Welcome to your comprehensive guide on implementing Encoder-based Domain Tuning (E4T) for fast personalization of text-to-image models! In this article, we’ll walk you through the installation, pre-training, domain-tuning, and inference processes, all while keeping it as user-friendly as possible. Let’s dive in!
Installation
To start, you’ll need to set up the E4T-Diffusion environment. Follow these simple steps:
- Clone the repository:
$ git clone https://github.com/mkshinge/e4t-diffusion.git
$ cd e4t-diffusion
$ pip install -r requirements.txt
Model Zoo
Once you have the E4T-Diffusion installed, explore the models available in the model zoo. Here are the specifics:
- e4t-diffusion-ffhq-celebahq-v1: A pre-trained model for faces trained on FFHQ+CelebA-HQ. It incorporates Stable unCLIP for improved results.
Pre-training
Before you can start domain tuning, you need to pre-train your model based on your target image. Use the following command to start pre-training:
accelerate launch pretrain_e4t.py --pretrained_model_name_or_path=CompVis/stable-diffusion-v1-4 --clip_model_name_or_path=ViT-H-14::laion2b_s32b_b79k --domain_class_token=art --placeholder_token=*s --prompt_template=art --save_sample_prompt=a photo of the *s,a photo of the *s in monet style --reg_lambda=0.01 --domain_embed_scale=0.1 --output_dir=pretrained-wikiart --train_image_dataset=Artificio/WikiArt --iterable_dataset --resolution=512 --train_batch_size=16 --learning_rate=1e-6 --scale_lr --checkpointing_steps=10000 --log_steps=1000 --max_train_steps=100000 --unfreeze_clip_vision --mixed_precision=fp16 --enable_xformers_memory_efficient_attention
It’s like painting a canvas with a particular color palette—here, you’re teaching your model about the domain of the images you want to use!
Domain Tuning
Once your model is pre-trained, you’re ready for domain tuning! It’s as if you’re finalizing the fine details of your painting to make it perfect.

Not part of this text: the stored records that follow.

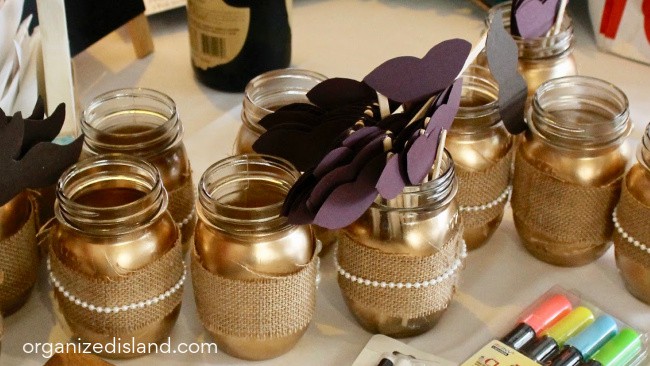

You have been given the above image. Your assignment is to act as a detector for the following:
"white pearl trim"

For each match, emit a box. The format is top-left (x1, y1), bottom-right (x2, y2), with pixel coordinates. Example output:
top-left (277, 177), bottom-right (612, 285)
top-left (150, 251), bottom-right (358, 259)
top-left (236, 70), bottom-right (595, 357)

top-left (334, 239), bottom-right (467, 289)
top-left (459, 186), bottom-right (512, 212)
top-left (612, 207), bottom-right (650, 254)
top-left (47, 258), bottom-right (187, 314)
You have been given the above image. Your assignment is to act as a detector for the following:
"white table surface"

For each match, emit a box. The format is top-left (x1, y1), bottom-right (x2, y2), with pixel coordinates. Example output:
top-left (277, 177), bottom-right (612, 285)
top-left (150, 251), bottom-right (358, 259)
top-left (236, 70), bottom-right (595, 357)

top-left (0, 0), bottom-right (650, 366)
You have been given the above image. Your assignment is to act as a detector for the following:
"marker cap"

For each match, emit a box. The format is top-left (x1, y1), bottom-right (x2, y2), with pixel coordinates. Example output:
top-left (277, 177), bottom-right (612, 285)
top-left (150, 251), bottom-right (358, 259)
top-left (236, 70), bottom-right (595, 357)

top-left (592, 328), bottom-right (642, 366)
top-left (520, 295), bottom-right (573, 334)
top-left (524, 336), bottom-right (560, 364)
top-left (565, 315), bottom-right (618, 359)
top-left (542, 306), bottom-right (594, 346)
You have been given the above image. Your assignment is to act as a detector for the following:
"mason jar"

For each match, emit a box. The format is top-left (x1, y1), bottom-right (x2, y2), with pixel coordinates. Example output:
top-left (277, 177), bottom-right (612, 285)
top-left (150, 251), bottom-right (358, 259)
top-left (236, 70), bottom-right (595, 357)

top-left (235, 68), bottom-right (337, 248)
top-left (512, 76), bottom-right (631, 266)
top-left (335, 151), bottom-right (466, 337)
top-left (482, 1), bottom-right (578, 100)
top-left (613, 124), bottom-right (650, 304)
top-left (81, 88), bottom-right (196, 251)
top-left (0, 191), bottom-right (39, 316)
top-left (234, 68), bottom-right (327, 155)
top-left (446, 65), bottom-right (514, 249)
top-left (192, 154), bottom-right (318, 360)
top-left (46, 154), bottom-right (186, 358)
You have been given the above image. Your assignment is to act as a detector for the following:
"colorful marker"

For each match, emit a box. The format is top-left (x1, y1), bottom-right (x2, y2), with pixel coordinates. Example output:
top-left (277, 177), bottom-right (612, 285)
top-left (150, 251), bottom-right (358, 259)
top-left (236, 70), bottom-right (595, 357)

top-left (584, 328), bottom-right (643, 366)
top-left (524, 306), bottom-right (594, 363)
top-left (551, 315), bottom-right (618, 366)
top-left (501, 295), bottom-right (572, 350)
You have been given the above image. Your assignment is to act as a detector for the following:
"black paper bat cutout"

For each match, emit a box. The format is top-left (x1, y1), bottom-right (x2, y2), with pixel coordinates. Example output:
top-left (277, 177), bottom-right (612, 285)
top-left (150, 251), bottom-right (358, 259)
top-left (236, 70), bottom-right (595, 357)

top-left (486, 11), bottom-right (528, 135)
top-left (0, 106), bottom-right (83, 205)
top-left (508, 0), bottom-right (560, 39)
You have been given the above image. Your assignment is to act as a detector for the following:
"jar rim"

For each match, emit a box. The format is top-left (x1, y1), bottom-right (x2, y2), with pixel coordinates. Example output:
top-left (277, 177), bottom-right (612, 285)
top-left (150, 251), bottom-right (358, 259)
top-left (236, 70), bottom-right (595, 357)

top-left (528, 75), bottom-right (631, 150)
top-left (485, 1), bottom-right (574, 60)
top-left (241, 67), bottom-right (327, 134)
top-left (372, 149), bottom-right (458, 212)
top-left (54, 153), bottom-right (168, 235)
top-left (80, 87), bottom-right (183, 157)
top-left (198, 154), bottom-right (300, 232)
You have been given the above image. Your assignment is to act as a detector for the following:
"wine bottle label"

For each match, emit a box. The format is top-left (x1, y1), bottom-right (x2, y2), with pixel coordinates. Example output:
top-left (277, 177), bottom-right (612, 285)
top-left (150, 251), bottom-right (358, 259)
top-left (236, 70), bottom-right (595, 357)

top-left (187, 0), bottom-right (250, 70)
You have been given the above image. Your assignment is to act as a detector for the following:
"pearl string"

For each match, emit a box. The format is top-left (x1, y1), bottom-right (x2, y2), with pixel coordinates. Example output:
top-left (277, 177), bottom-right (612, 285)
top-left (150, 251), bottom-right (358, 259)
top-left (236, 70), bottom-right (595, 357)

top-left (334, 239), bottom-right (467, 289)
top-left (47, 258), bottom-right (187, 314)
top-left (459, 186), bottom-right (512, 212)
top-left (612, 207), bottom-right (650, 254)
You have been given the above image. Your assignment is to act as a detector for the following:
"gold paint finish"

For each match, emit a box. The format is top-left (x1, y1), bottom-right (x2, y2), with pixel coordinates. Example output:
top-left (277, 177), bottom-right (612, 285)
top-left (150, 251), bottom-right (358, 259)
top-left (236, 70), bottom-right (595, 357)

top-left (234, 68), bottom-right (327, 155)
top-left (0, 191), bottom-right (32, 241)
top-left (515, 76), bottom-right (631, 266)
top-left (195, 154), bottom-right (315, 360)
top-left (234, 68), bottom-right (337, 249)
top-left (81, 89), bottom-right (195, 253)
top-left (0, 191), bottom-right (34, 316)
top-left (341, 151), bottom-right (458, 337)
top-left (446, 65), bottom-right (513, 250)
top-left (49, 154), bottom-right (180, 358)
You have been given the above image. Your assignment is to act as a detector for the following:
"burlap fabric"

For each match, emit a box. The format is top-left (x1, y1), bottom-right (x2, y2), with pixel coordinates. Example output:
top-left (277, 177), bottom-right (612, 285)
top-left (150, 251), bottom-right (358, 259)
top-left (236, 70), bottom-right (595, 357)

top-left (49, 235), bottom-right (184, 335)
top-left (614, 182), bottom-right (650, 268)
top-left (336, 224), bottom-right (463, 319)
top-left (0, 199), bottom-right (38, 313)
top-left (511, 154), bottom-right (621, 255)
top-left (455, 145), bottom-right (514, 229)
top-left (192, 250), bottom-right (318, 340)
top-left (167, 178), bottom-right (196, 252)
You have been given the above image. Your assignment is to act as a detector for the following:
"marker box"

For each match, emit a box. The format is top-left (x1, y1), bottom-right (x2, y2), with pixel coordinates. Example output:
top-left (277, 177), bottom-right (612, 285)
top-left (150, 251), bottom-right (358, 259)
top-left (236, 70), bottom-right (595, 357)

top-left (461, 286), bottom-right (648, 366)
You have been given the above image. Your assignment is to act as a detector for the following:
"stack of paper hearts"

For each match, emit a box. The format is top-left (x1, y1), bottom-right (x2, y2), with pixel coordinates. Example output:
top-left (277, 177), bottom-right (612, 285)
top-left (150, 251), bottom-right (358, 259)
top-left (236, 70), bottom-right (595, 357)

top-left (253, 10), bottom-right (526, 229)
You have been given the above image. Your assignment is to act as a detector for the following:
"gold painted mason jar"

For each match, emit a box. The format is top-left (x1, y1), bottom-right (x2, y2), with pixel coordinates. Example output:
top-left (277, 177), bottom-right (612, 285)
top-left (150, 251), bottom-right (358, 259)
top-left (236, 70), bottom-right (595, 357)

top-left (0, 191), bottom-right (39, 316)
top-left (446, 65), bottom-right (514, 250)
top-left (235, 68), bottom-right (327, 155)
top-left (235, 68), bottom-right (337, 252)
top-left (613, 124), bottom-right (650, 304)
top-left (81, 88), bottom-right (196, 252)
top-left (512, 76), bottom-right (631, 266)
top-left (487, 1), bottom-right (578, 100)
top-left (335, 151), bottom-right (466, 337)
top-left (47, 154), bottom-right (186, 358)
top-left (192, 154), bottom-right (318, 360)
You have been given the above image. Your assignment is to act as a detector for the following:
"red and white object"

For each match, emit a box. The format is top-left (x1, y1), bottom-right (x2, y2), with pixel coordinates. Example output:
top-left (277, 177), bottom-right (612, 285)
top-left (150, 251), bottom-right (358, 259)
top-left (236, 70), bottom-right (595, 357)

top-left (589, 0), bottom-right (650, 64)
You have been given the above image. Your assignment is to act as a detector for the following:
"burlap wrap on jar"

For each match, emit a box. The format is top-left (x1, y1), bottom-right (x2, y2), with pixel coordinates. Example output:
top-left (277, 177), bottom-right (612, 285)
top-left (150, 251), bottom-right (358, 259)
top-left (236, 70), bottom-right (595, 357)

top-left (167, 174), bottom-right (196, 253)
top-left (335, 223), bottom-right (466, 334)
top-left (456, 149), bottom-right (514, 234)
top-left (612, 181), bottom-right (650, 303)
top-left (192, 251), bottom-right (318, 346)
top-left (511, 154), bottom-right (622, 262)
top-left (48, 234), bottom-right (186, 337)
top-left (0, 198), bottom-right (39, 315)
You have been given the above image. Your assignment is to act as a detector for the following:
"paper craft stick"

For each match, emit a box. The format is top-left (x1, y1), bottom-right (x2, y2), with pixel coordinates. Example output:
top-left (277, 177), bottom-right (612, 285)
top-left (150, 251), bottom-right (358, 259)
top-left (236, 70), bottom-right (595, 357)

top-left (433, 129), bottom-right (447, 179)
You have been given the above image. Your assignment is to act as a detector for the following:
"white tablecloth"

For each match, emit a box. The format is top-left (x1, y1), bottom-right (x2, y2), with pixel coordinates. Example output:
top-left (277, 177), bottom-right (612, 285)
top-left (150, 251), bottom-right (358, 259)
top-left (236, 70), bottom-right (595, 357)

top-left (0, 0), bottom-right (650, 366)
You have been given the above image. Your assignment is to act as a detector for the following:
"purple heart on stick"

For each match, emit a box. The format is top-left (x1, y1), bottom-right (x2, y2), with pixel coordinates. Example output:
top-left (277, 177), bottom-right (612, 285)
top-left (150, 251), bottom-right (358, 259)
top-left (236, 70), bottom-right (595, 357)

top-left (363, 39), bottom-right (472, 103)
top-left (511, 0), bottom-right (559, 39)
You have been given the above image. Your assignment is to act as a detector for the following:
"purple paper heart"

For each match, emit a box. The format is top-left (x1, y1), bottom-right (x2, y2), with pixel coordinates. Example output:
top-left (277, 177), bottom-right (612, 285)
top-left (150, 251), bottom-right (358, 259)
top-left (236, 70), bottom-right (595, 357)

top-left (307, 78), bottom-right (377, 109)
top-left (314, 153), bottom-right (385, 229)
top-left (510, 0), bottom-right (559, 39)
top-left (307, 136), bottom-right (384, 211)
top-left (406, 78), bottom-right (463, 185)
top-left (375, 154), bottom-right (406, 200)
top-left (363, 39), bottom-right (472, 103)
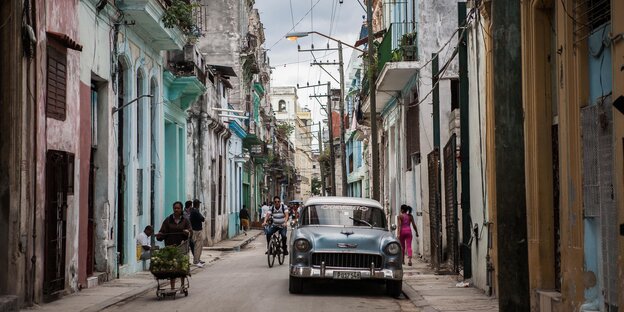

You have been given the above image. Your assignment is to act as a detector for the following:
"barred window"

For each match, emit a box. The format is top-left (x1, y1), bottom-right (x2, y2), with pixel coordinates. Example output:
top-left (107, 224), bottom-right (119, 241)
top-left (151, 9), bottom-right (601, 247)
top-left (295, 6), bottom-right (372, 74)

top-left (46, 45), bottom-right (67, 121)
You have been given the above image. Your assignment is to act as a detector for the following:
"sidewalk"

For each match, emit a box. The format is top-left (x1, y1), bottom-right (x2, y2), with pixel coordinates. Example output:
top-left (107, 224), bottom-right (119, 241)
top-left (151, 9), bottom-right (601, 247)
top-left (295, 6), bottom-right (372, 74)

top-left (403, 258), bottom-right (498, 312)
top-left (22, 230), bottom-right (262, 312)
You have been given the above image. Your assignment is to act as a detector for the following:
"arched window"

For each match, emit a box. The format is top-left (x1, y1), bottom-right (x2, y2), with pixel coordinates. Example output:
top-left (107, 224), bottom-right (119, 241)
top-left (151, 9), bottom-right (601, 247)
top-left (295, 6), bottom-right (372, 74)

accelerate launch tuning_e4t.py --pretrained_model_name_or_path=path/to/e4t-pretrained/model --prompt_template=a photo of placeholder_token --reg_lambda=0.1 --output_dir=path-to-save-model --train_image_path=image_path_or_url --resolution=512 --train_batch_size=16 --learning_rate=1e-6 --scale_lr --max_train_steps=30 --mixed_precision=fp16 --enable_xformers_memory_efficient_attention
Inference
Once domain tuning is complete, you can perform inference using your model. Here’s how:
python inference.py --pretrained_model_name_or_path=path/to/e4t-pretrained/model --prompt="Times square in the style of *s" --num_images_per_prompt=3 --scheduler_type=ddim --image_path_or_url=image_path_or_url --num_inference_steps=50 --guidance_scale=7.5
This step allows you to generate images that blend your style with the input prompts, similar to bringing your painting to life!
Troubleshooting
If you encounter any issues or need help during the installation or execution processes, consider these troubleshooting tips:
- Check if all necessary libraries are correctly installed by verifying your
requirements.txtfile. - If the model doesn’t generate the expected results, ensure your dataset is appropriate for the desired outcome.
- For issues related to performance or memory, consider adjusting the batch size or the mixed precision settings.
For more insights, updates, or to collaborate on AI development projects, stay connected with fxis.ai.
Final Thoughts
At fxis.ai, we believe that such advancements are crucial for the future of AI, as they enable more comprehensive and effective solutions. Our team is continually exploring new methodologies to push the envelope in artificial intelligence, ensuring that our clients benefit from the latest technological innovations.